I finished To the Lighthouse last week in time for class. It was delightful! I’m feeling sort of obsessed now. I’m going to read Mrs. Dalloway next and possibly tackle Hermione Lee’s biography of Woolf. She seems like such a fascinating woman.
As for George Eliot’s Middlemarch, I had stated that I think it’s one of the best books I have ever read and someone in the comments asked me to explain. I’ll have to think about that. It definitely took me the first 100 pages to get into the book, but I think Eliot does such a wonderful job fleshing out her characters. They all seem so human. Virginia Woolf described this book as “one of the few English novels written for grown-up people”. It was a marked change from the writings of Jane Austen.

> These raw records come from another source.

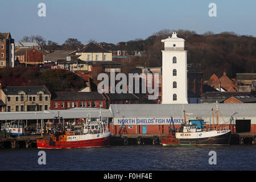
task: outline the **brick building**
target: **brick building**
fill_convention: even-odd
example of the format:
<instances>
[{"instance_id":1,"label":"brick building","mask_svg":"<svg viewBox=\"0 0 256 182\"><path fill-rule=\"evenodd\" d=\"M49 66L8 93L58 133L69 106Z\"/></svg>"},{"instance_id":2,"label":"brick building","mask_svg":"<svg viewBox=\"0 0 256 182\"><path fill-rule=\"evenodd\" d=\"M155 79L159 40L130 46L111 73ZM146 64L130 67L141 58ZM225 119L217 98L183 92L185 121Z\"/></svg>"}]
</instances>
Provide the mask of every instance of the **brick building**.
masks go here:
<instances>
[{"instance_id":1,"label":"brick building","mask_svg":"<svg viewBox=\"0 0 256 182\"><path fill-rule=\"evenodd\" d=\"M225 104L256 103L256 95L232 96L224 101Z\"/></svg>"},{"instance_id":2,"label":"brick building","mask_svg":"<svg viewBox=\"0 0 256 182\"><path fill-rule=\"evenodd\" d=\"M2 111L43 111L50 109L51 93L46 86L3 86L0 85Z\"/></svg>"},{"instance_id":3,"label":"brick building","mask_svg":"<svg viewBox=\"0 0 256 182\"><path fill-rule=\"evenodd\" d=\"M247 97L246 96L250 95L251 95L250 92L205 92L201 96L200 102L204 104L216 103L216 101L218 103L234 103L232 102L231 98L226 102L225 101L232 97Z\"/></svg>"},{"instance_id":4,"label":"brick building","mask_svg":"<svg viewBox=\"0 0 256 182\"><path fill-rule=\"evenodd\" d=\"M19 64L38 65L43 64L44 55L40 51L33 48L32 49L18 49L15 50L15 62Z\"/></svg>"},{"instance_id":5,"label":"brick building","mask_svg":"<svg viewBox=\"0 0 256 182\"><path fill-rule=\"evenodd\" d=\"M106 97L97 92L63 92L52 94L51 109L69 109L76 107L107 108Z\"/></svg>"},{"instance_id":6,"label":"brick building","mask_svg":"<svg viewBox=\"0 0 256 182\"><path fill-rule=\"evenodd\" d=\"M237 73L238 92L256 90L256 73Z\"/></svg>"},{"instance_id":7,"label":"brick building","mask_svg":"<svg viewBox=\"0 0 256 182\"><path fill-rule=\"evenodd\" d=\"M104 93L108 99L108 108L110 104L138 104L139 98L133 93Z\"/></svg>"},{"instance_id":8,"label":"brick building","mask_svg":"<svg viewBox=\"0 0 256 182\"><path fill-rule=\"evenodd\" d=\"M210 77L208 84L220 92L237 92L237 84L236 80L229 78L225 72L223 73L223 75L220 78L213 74Z\"/></svg>"},{"instance_id":9,"label":"brick building","mask_svg":"<svg viewBox=\"0 0 256 182\"><path fill-rule=\"evenodd\" d=\"M14 67L14 49L11 34L0 32L0 68Z\"/></svg>"}]
</instances>

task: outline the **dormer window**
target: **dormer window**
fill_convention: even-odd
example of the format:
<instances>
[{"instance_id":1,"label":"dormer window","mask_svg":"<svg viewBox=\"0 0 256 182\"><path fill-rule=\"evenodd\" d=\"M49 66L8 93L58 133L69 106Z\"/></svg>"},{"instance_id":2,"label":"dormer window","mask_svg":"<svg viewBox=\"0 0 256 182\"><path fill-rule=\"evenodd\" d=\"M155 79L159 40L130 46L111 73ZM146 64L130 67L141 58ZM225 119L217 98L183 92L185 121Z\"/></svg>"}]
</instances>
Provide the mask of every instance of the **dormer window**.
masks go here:
<instances>
[{"instance_id":1,"label":"dormer window","mask_svg":"<svg viewBox=\"0 0 256 182\"><path fill-rule=\"evenodd\" d=\"M172 76L177 76L177 71L175 69L172 71Z\"/></svg>"},{"instance_id":2,"label":"dormer window","mask_svg":"<svg viewBox=\"0 0 256 182\"><path fill-rule=\"evenodd\" d=\"M177 63L177 58L175 56L172 57L172 63Z\"/></svg>"}]
</instances>

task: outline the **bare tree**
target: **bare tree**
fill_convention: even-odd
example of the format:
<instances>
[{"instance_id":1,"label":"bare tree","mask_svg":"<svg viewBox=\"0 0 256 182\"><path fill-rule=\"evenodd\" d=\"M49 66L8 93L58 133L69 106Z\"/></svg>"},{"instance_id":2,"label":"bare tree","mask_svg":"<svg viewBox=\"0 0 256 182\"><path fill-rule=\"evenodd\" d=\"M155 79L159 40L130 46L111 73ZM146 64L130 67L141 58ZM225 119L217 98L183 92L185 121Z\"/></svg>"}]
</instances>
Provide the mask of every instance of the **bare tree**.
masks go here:
<instances>
[{"instance_id":1,"label":"bare tree","mask_svg":"<svg viewBox=\"0 0 256 182\"><path fill-rule=\"evenodd\" d=\"M75 38L68 38L64 43L66 45L73 46L80 46L82 44L80 41Z\"/></svg>"},{"instance_id":2,"label":"bare tree","mask_svg":"<svg viewBox=\"0 0 256 182\"><path fill-rule=\"evenodd\" d=\"M31 35L31 36L24 36L20 40L20 42L34 42L35 41L38 44L40 45L42 44L44 44L46 42L46 40L40 35Z\"/></svg>"},{"instance_id":3,"label":"bare tree","mask_svg":"<svg viewBox=\"0 0 256 182\"><path fill-rule=\"evenodd\" d=\"M97 42L97 41L95 40L95 39L90 39L88 40L88 41L87 41L87 43L91 43L91 42L92 42L92 43L94 43L94 44L98 43Z\"/></svg>"}]
</instances>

On a side note, you can read the entire book online here. And a note in Wikipedia said that Sam Mendes, who directed American Beauty, will be directing a version of Middlemarch. Also he’s directing a film adaptation of Richard Yates’s Revolutionary Road, starring Kate Winslet and Leonardo DiCaprio. Interesting, not sure what to think about that.

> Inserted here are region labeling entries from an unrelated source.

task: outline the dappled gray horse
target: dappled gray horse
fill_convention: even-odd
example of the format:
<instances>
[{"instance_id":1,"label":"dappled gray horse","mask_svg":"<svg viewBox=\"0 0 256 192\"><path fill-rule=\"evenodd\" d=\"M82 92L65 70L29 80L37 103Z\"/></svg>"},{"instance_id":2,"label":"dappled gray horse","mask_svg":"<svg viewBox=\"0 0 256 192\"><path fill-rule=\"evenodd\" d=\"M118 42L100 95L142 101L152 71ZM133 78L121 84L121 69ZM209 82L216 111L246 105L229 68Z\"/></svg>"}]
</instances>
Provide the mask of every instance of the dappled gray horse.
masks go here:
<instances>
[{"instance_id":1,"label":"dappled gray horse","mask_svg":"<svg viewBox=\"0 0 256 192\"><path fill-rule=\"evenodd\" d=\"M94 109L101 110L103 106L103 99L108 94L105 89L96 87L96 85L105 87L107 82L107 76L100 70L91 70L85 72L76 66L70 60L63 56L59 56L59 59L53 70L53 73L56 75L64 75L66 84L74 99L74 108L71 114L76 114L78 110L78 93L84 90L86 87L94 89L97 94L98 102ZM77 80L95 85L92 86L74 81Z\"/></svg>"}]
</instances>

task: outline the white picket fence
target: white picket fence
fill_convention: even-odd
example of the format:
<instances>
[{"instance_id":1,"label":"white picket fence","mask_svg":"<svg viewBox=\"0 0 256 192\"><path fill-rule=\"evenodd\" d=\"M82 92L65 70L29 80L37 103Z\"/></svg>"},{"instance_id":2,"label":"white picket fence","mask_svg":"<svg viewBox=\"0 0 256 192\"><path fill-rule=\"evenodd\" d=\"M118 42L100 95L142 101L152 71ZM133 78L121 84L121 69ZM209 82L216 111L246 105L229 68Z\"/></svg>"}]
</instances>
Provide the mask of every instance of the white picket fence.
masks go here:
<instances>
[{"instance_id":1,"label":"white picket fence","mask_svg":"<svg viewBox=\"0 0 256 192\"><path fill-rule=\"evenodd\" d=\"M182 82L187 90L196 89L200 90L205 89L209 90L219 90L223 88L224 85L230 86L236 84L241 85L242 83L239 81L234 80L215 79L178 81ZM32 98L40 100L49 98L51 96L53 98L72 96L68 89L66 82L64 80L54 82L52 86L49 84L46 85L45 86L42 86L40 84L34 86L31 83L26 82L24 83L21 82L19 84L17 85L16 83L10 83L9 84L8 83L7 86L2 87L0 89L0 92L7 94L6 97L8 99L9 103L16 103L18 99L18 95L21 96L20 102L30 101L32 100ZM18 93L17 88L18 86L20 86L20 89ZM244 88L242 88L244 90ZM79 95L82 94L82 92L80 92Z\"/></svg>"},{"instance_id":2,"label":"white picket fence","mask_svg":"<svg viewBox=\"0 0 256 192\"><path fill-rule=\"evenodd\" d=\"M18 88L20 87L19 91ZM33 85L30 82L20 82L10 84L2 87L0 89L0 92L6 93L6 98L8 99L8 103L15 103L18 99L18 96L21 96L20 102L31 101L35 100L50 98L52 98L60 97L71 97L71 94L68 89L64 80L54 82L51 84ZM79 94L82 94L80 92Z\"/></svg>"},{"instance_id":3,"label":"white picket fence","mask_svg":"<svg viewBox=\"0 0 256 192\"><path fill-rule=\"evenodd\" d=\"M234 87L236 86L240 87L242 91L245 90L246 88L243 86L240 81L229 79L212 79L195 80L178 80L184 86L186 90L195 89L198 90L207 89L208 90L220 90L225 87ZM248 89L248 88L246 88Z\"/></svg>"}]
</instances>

For me, Middlemarch is brilliant for many, many reasons, but one that stands out is its psychological acuity. Eliot understood people and she knew how to present them so that we could understand them too. This isn’t always true. I thought Dorothea was a tad 2D (but I loved her so much I didn’t care). But it’s mostly true, and the book contains one of the best depictions of passive-aggressive-ness I’ve ever seen.
I read it while I was moving from Brooklyn to Manhattan. It got me through many long, potentially tedious, subway trips.

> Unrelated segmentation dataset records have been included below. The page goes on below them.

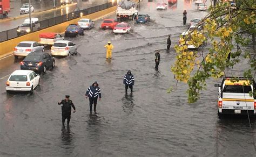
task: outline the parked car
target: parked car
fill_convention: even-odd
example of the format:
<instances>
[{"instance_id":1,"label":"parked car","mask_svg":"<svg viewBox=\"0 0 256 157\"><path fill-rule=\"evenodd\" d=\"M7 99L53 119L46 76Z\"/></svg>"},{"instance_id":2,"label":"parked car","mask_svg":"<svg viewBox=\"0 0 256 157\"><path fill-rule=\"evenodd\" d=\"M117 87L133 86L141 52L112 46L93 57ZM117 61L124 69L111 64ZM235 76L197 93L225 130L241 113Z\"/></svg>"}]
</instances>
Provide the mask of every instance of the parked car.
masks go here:
<instances>
[{"instance_id":1,"label":"parked car","mask_svg":"<svg viewBox=\"0 0 256 157\"><path fill-rule=\"evenodd\" d=\"M78 24L70 24L66 28L65 37L84 35L84 30Z\"/></svg>"},{"instance_id":2,"label":"parked car","mask_svg":"<svg viewBox=\"0 0 256 157\"><path fill-rule=\"evenodd\" d=\"M94 27L95 23L93 20L87 18L82 18L78 22L78 25L83 29L89 29Z\"/></svg>"},{"instance_id":3,"label":"parked car","mask_svg":"<svg viewBox=\"0 0 256 157\"><path fill-rule=\"evenodd\" d=\"M140 14L138 16L136 19L136 23L147 23L150 21L150 16L148 14Z\"/></svg>"},{"instance_id":4,"label":"parked car","mask_svg":"<svg viewBox=\"0 0 256 157\"><path fill-rule=\"evenodd\" d=\"M62 35L56 33L43 33L39 34L39 42L43 45L52 45L53 43L58 40L64 40L64 38Z\"/></svg>"},{"instance_id":5,"label":"parked car","mask_svg":"<svg viewBox=\"0 0 256 157\"><path fill-rule=\"evenodd\" d=\"M22 41L14 48L14 55L16 59L19 56L26 56L31 52L44 52L44 47L36 41Z\"/></svg>"},{"instance_id":6,"label":"parked car","mask_svg":"<svg viewBox=\"0 0 256 157\"><path fill-rule=\"evenodd\" d=\"M111 29L113 30L118 22L113 19L105 19L100 25L102 29Z\"/></svg>"},{"instance_id":7,"label":"parked car","mask_svg":"<svg viewBox=\"0 0 256 157\"><path fill-rule=\"evenodd\" d=\"M6 82L6 92L9 93L10 91L30 91L32 93L38 85L39 79L39 75L32 70L15 70Z\"/></svg>"},{"instance_id":8,"label":"parked car","mask_svg":"<svg viewBox=\"0 0 256 157\"><path fill-rule=\"evenodd\" d=\"M45 53L31 53L21 62L21 69L31 70L38 73L46 72L55 67L55 59Z\"/></svg>"},{"instance_id":9,"label":"parked car","mask_svg":"<svg viewBox=\"0 0 256 157\"><path fill-rule=\"evenodd\" d=\"M30 5L30 10L31 12L34 12L35 9L33 5ZM22 5L22 6L19 9L19 14L22 15L23 13L29 13L29 4L25 3Z\"/></svg>"},{"instance_id":10,"label":"parked car","mask_svg":"<svg viewBox=\"0 0 256 157\"><path fill-rule=\"evenodd\" d=\"M201 4L201 3L204 3L203 0L197 0L197 1L194 1L194 3L196 4Z\"/></svg>"},{"instance_id":11,"label":"parked car","mask_svg":"<svg viewBox=\"0 0 256 157\"><path fill-rule=\"evenodd\" d=\"M167 3L164 2L158 3L157 4L157 10L158 10L158 9L166 10L167 9Z\"/></svg>"},{"instance_id":12,"label":"parked car","mask_svg":"<svg viewBox=\"0 0 256 157\"><path fill-rule=\"evenodd\" d=\"M113 32L114 33L126 33L131 31L131 26L127 23L118 23L114 26Z\"/></svg>"},{"instance_id":13,"label":"parked car","mask_svg":"<svg viewBox=\"0 0 256 157\"><path fill-rule=\"evenodd\" d=\"M70 56L73 54L77 55L77 47L71 41L57 41L51 47L51 54L53 56Z\"/></svg>"},{"instance_id":14,"label":"parked car","mask_svg":"<svg viewBox=\"0 0 256 157\"><path fill-rule=\"evenodd\" d=\"M235 81L237 78L239 81ZM218 88L219 116L256 115L256 98L250 94L256 88L253 78L225 77L221 84L215 84L214 87Z\"/></svg>"},{"instance_id":15,"label":"parked car","mask_svg":"<svg viewBox=\"0 0 256 157\"><path fill-rule=\"evenodd\" d=\"M207 9L207 5L206 4L203 3L203 4L200 4L199 5L198 5L198 10L206 10Z\"/></svg>"},{"instance_id":16,"label":"parked car","mask_svg":"<svg viewBox=\"0 0 256 157\"><path fill-rule=\"evenodd\" d=\"M190 20L190 26L196 26L201 21L200 19L195 18Z\"/></svg>"},{"instance_id":17,"label":"parked car","mask_svg":"<svg viewBox=\"0 0 256 157\"><path fill-rule=\"evenodd\" d=\"M26 34L31 32L29 26L30 20L29 18L25 19L24 22L19 26L17 30L17 34L19 36L22 34ZM41 28L41 25L39 22L38 18L31 18L32 31L33 32L39 30Z\"/></svg>"}]
</instances>

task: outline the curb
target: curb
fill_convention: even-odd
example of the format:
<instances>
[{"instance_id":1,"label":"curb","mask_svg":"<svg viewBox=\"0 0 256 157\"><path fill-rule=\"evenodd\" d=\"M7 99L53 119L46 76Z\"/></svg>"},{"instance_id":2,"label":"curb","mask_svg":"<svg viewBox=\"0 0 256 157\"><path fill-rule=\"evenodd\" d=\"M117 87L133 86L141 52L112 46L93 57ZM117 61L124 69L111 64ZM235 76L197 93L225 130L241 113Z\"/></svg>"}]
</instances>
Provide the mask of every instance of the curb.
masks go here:
<instances>
[{"instance_id":1,"label":"curb","mask_svg":"<svg viewBox=\"0 0 256 157\"><path fill-rule=\"evenodd\" d=\"M43 11L38 11L38 12L35 12L32 13L31 16L36 15L39 14L39 13L40 14L41 13L45 13L45 12L52 11L53 10L59 10L59 9L63 9L63 8L66 7L66 6L73 6L73 5L77 5L77 3L72 3L72 4L68 4L68 5L64 5L64 6L60 6L60 7L58 8L55 8L55 9L53 8L53 9L49 9L49 10L43 10ZM13 17L3 19L1 19L0 20L0 23L7 22L7 21L10 21L10 20L12 20L18 19L20 19L20 18L22 18L27 17L29 17L29 15L28 13L24 14L24 15L19 15L19 16Z\"/></svg>"}]
</instances>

And, icing on the cake, Eliot is very funny, and the book is full of stand-alone one liners that still work today.
And then you can pick up The Waves! (I think it’s my favorite of hers.) Adds something new to the repertoire of the novel…does things you didn’t know could be done.
Oh, Mrs Dalloway is delightful!
Seems a lot of people have a prejudice against Virginia Woolf’s books before they read them. In our our first class on To The Lighthouse the lecturer began by saying. “I’d never read a word by Virginia Woolf before this course. I’d avoided her: I thought she was some prissy, anorexic dilettante.” (He loved the book though, and so did I).